Accompagna la titolazione principale de L’architettura di pietra il sottotitolo: Antichi e nuovi magisteri costruttivi, che ne definisce gli spazi temporali.
Risulta essere, questa, la chiave di lettura della ricerca proposta, poichè l’autore non si affida deterministicamente alle categorie ben delineate di storicità o di contemporaneità sic et sempliciter. Non è, infatti, cronologico il criterio di acquisizione di pagine e capitoli, ma logico. E’ allora possibile, e non ci preoccupa affatto, incontrare Zumthor a Vals prima di Anselmi a Parabita. Da studenti abbiamo udito spesso ragionando di progetti: "complesso non sta per complicato".

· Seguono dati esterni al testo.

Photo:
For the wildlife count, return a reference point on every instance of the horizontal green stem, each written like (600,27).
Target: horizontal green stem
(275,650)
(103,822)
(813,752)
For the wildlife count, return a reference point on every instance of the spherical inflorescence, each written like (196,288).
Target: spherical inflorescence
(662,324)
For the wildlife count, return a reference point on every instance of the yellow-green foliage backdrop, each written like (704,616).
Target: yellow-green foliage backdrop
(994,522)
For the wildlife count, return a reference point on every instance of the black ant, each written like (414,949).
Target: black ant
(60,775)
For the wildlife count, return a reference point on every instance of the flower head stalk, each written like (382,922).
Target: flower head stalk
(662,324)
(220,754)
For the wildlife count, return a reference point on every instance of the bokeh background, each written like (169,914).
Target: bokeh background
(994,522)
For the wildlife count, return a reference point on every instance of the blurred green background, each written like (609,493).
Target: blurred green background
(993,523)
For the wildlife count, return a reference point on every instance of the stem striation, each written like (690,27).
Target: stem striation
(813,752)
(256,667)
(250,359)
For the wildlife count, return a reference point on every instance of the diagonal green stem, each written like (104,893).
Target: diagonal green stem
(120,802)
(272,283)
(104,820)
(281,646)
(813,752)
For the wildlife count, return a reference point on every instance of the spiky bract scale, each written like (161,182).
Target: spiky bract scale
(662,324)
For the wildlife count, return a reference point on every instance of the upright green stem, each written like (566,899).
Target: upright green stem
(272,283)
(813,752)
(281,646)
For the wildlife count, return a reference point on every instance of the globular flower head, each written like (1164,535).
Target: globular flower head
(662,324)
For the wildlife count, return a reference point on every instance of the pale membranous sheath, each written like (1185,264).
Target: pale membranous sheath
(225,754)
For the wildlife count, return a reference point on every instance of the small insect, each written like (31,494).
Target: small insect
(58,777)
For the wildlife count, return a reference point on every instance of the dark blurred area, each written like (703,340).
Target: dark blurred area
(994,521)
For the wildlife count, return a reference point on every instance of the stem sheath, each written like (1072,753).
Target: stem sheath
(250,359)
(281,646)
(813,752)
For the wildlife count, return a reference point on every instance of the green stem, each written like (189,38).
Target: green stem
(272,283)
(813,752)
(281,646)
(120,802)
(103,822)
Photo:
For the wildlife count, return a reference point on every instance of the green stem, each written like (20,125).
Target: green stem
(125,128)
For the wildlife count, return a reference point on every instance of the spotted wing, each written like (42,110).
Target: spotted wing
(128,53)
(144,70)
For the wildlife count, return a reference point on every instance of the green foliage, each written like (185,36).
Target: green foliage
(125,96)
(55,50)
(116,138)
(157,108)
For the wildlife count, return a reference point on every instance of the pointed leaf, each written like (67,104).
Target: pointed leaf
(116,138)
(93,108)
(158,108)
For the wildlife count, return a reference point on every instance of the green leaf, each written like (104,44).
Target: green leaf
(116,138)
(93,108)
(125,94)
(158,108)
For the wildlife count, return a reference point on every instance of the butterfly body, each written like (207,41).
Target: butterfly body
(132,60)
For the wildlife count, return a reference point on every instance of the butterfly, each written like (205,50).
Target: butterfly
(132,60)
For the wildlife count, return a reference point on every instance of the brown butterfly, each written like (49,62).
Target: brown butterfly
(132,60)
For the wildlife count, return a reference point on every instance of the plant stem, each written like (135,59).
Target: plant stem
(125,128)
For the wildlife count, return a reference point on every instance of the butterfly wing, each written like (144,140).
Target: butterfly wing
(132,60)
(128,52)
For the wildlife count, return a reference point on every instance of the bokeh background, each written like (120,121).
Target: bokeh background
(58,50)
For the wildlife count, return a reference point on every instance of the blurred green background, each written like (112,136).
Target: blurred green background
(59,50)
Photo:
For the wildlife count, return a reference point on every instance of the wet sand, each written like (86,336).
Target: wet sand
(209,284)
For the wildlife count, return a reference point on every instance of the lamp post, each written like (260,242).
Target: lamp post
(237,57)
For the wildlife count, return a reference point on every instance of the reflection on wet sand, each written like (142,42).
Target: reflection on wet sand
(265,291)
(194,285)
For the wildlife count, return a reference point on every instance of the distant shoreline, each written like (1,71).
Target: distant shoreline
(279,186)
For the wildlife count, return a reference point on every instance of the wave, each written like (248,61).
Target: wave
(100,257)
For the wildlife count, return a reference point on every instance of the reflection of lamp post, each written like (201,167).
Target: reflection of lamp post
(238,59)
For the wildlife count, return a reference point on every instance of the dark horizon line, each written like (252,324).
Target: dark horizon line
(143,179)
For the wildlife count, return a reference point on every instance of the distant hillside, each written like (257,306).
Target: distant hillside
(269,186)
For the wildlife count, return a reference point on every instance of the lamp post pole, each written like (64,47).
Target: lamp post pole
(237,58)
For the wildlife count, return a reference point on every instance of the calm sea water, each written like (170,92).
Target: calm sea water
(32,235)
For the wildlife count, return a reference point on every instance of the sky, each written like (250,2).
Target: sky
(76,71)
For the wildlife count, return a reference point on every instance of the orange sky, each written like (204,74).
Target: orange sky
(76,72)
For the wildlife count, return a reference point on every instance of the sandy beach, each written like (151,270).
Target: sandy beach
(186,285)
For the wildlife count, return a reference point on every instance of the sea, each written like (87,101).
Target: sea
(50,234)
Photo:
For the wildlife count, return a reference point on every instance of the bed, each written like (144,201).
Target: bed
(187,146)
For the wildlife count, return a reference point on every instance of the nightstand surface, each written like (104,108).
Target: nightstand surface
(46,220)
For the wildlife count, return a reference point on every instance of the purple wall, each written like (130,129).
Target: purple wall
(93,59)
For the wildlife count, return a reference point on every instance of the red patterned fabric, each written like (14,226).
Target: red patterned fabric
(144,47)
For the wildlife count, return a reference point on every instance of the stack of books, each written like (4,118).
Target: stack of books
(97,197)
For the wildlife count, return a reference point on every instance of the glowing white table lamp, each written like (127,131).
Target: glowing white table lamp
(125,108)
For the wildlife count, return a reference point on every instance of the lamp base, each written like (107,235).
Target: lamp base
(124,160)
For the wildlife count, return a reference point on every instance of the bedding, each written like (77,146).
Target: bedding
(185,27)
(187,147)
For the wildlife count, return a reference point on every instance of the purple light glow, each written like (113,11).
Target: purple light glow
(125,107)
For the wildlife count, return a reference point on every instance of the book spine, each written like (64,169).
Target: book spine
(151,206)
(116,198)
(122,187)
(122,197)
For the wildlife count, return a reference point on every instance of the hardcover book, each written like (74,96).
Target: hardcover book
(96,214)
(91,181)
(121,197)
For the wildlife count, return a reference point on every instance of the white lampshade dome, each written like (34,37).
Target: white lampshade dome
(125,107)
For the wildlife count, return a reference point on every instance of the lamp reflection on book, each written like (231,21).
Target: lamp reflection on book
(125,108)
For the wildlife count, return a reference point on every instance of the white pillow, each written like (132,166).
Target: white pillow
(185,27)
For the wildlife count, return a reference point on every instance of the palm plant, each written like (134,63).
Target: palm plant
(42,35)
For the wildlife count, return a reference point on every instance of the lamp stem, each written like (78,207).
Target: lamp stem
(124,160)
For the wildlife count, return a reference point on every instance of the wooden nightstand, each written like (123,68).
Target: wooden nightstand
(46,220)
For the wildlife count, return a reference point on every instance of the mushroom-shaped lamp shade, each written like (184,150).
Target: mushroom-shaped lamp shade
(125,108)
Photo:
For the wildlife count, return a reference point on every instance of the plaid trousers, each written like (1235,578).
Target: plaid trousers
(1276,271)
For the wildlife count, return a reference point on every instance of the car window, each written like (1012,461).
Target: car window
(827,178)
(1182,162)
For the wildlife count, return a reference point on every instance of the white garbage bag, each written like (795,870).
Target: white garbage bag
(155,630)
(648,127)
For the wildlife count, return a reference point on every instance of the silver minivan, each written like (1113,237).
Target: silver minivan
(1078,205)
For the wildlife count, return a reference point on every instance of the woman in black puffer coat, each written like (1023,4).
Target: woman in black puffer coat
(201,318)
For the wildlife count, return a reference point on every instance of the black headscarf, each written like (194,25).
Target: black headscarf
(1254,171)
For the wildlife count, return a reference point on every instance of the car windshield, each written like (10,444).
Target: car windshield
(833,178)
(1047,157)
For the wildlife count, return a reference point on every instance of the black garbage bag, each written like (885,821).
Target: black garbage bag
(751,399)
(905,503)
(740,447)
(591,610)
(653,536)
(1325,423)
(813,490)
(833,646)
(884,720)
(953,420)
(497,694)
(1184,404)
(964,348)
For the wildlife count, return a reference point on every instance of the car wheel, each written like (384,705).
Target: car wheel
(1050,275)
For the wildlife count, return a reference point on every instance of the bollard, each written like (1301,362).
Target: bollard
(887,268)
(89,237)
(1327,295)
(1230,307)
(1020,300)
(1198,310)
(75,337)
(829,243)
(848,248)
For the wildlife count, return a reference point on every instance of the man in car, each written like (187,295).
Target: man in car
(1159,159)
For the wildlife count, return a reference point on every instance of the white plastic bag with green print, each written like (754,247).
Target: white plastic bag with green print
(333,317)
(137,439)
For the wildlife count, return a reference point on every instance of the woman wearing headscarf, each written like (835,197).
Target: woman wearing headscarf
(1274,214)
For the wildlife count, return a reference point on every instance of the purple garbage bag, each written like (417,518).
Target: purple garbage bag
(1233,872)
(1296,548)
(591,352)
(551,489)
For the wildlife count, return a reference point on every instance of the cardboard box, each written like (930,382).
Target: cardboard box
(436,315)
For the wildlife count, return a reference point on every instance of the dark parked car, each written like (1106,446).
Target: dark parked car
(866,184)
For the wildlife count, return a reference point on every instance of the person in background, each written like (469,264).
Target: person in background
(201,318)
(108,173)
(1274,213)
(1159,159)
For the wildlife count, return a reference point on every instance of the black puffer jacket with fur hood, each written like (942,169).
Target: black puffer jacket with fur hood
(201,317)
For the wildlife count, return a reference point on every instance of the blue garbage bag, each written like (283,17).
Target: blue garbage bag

E’ il caso anche della struttura grafica di questo volume, ricondotta con mano sicura all’idea evidente di ordine. Essa è offerta agli sguardi del lettore attento dai contributi della grafica preziosa di Massimo Pucci, i cui assi ordinatori riconducono il fiume vitale d’informazioni entro argini narrativi chiari e fluidi: scopo delle briglie non è già quello di annullare la vigoria del purosangue. In questo senso il libro è testimone eloquente del connubio fra segno scritto ed icona. Nel progetto comunicativo dell’opera le due vesti, testuale ed iconografica, superano noncuranti l’aut aut della struttura impaginativa simmetrica, circolare, insomma classica, opposta a quella asimmetrica impostasi negli anni contemporanei, per divenire cosa sola -racconto unitario e dinamico- ed assorbire i due temperamenti nella stessa opera a stampa.
Si arricchisce dunque il gioco dei rimandi reciproci: a quello "fra" le righe si aggiunge quello "sopra" le righe. La lettura semplice e lineare dei testi è così solo una delle possibilità. Ad osservare L’architettura di pietra in controluce, traspare in filigrana il DNA dello scrivente, il suo coinvolgimento emotivo ai contenuti, l’attenta curiosità della scoperta sia nelle fasi della ricerca -quando il volume non era forse nemmeno in nuce- come pure in quelle di rilettura e labor limae. E’ probabilmente andata alle stampe per Alfonso Acocella una parte di sè, vita e ricerca insieme, per la quale scrivere e rappresentare per immagini costituisce momento atteso di autoverifica. L’autore medesimo suggerisce il tema del viaggio nelle bandelle della sovracoperta, laddove riporta episodi dall’acropoli di Velia. Compagni di viaggio saranno allora i collaboratori -in particolare Davide Turrini- per i contributi critici, redazionali ed iconografici, oltre al già citato Massimo Pucci per il progetto, sempre diverso, della struttura impaginativa dell’architettura del libro.
Una scorsa all’indice disvela infine la matrice tecnologica sottesa alla trattazione degli argomenti, a conferma delle referenze accademiche importanti dell’autore, oltre che delle numerose testimonianze di ricerca offerte nelle note pubblicazioni sullo Stile laterizio. La ricchezza dei progetti, presentati con grande varietà ed originalità di immagini, trova inquadramento in raggruppamenti facenti capo agli elementi costruttivi tipici dell’architettura. Alle due estremità, d’apertura e chiusura, rispettivamente, si sancisce il primato degli Egizi a Saqqara con Imhotep -primo grande architetto della storia- completando l’informazione con gli approfondimenti sui dati più tecnici e stereotomici della materia sottratta alle cave. A filo rosso del disegno complesso ed unitario dell’opera, oltre la materia litica, si candidano la tensione enciclopedica, la volontà di comprensione totale e di appropriazione definitiva degli argomenti, senza mai far salire alcuna presunzione di segnare la linea dalla "L" maiuscola, quanto piuttosto la generosità di offrire al dibattito lo strumento per indagarla.